Write once, see everywhere
Most personal sites are barely parseable by agents. Here's the discovery layer I added to mine, and why I think it's the more interesting alternative to llms.txt.
Credit where it's due: I didn't invent any of this. The AI Catalog spec is a Linux Foundation effort by the A2A and MCP protocol communities. I'm just an early adopter with a personal site and too much spare time.
Most personal sites are optimized for speed, SEO, and accessability amongst other things. They render fine for a human, but an agent trying to summarize who you are and what you've written has to parse the HTML, summarize the content, fill in the blanks and the structure.
I wanted mine to be different. Not because I expect a flood of agent traffic, but because I am optimizing for both humand and non-human organic traffic. I can't rememeber the last time I did a web search myself for technical documentation, I sometime visit a website directly to confirm documentation after my agent hydrates the context with it.
The boring layer first
Before any of the agent-specific stuff, the site ships the obvious things:
- Sitemap XML files, robots.txt, etc
- Annotation like JSON-LD for entity schemas
- Proper HTML tags like titles, description etc
None of this is new. All of it still matters. The boring stuff is non-negotiable because agents and LLM orchestrators still use web search and they can only take in some much context so you still need to account for proper SEO hygiene, unless someone creates an agent search engine (idea)
The LLM/Agent layer
On top of that, I added two well-known endpoints:
/.well-known/ai.txtwhich is a human readable policy: who I am, what's allowed, what isn't about the content/.well-known/ai-catalog.jsonis a machine readable catalog of AI-related resources for the site. It can advertise AI policies, content feeds, licensing information, MCP servers, agents, APIs, models, and other machine consumable resources so that AI systems can discover them from a single well-known endpoint. The catalog is the part I find most interesting because it allows us to use a one well known URL, many discoverable resources, no need to redefine the format every time I add something new.
Why not just llms.txt
llms.txt is fine as well but it bakes everything into one flat document and assumes the only thing an agent wants is a curated reading list.

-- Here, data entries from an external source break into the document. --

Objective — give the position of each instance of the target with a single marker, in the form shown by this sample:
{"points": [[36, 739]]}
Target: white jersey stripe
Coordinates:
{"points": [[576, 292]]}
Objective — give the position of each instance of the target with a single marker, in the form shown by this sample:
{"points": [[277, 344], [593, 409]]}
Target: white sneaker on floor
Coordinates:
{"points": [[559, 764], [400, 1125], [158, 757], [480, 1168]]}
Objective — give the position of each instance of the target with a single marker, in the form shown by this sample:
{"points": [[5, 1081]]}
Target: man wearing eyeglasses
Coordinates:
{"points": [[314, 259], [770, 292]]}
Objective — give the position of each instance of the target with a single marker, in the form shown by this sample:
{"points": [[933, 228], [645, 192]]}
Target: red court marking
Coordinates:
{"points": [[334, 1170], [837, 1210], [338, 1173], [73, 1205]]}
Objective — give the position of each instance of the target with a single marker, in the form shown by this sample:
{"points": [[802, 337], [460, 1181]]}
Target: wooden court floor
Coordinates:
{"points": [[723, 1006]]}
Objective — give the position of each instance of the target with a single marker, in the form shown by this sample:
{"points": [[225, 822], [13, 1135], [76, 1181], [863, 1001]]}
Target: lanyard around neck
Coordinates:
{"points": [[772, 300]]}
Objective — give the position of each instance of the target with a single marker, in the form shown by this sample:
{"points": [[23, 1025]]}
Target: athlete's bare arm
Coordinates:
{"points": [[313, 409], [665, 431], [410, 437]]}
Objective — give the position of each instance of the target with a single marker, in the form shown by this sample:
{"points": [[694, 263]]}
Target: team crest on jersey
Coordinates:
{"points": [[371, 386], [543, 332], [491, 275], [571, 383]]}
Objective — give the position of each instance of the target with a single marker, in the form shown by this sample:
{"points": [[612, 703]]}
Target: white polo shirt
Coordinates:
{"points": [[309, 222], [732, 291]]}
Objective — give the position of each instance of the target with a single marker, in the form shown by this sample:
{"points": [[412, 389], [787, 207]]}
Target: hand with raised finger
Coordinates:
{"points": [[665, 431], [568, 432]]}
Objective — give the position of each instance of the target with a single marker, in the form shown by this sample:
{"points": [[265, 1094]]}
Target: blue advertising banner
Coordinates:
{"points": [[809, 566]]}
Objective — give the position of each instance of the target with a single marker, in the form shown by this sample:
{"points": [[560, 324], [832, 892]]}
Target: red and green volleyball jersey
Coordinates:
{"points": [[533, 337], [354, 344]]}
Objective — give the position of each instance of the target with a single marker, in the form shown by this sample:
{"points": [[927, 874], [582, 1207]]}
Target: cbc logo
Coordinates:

The catalog approach is more setup up front, but it scales the way a sitemap does. one entry point, a list of resources behind it, and adding a new one later (an MCP server, a model card, an API) doesn't break the contract.
Neither is a standard yet. Both are bets. I'm betting on the catalog because it doesn't lock me in, if llms.txt ends up winning later I can just advertise it from the catalog and move on.
What I'd tell someone copying this
ship the boring layer first. the agent specific stuff is a bonus on top of it, not a replacement for it.
and don't hand-write the catalog, it will drift. generate it from the same source of truth that feeds your sitemap and your feed.
The takeaway
we'll see which approach wins. shipping both is cheap. not shipping anything means an agent gets to decide who you are, and it usually decides wrong.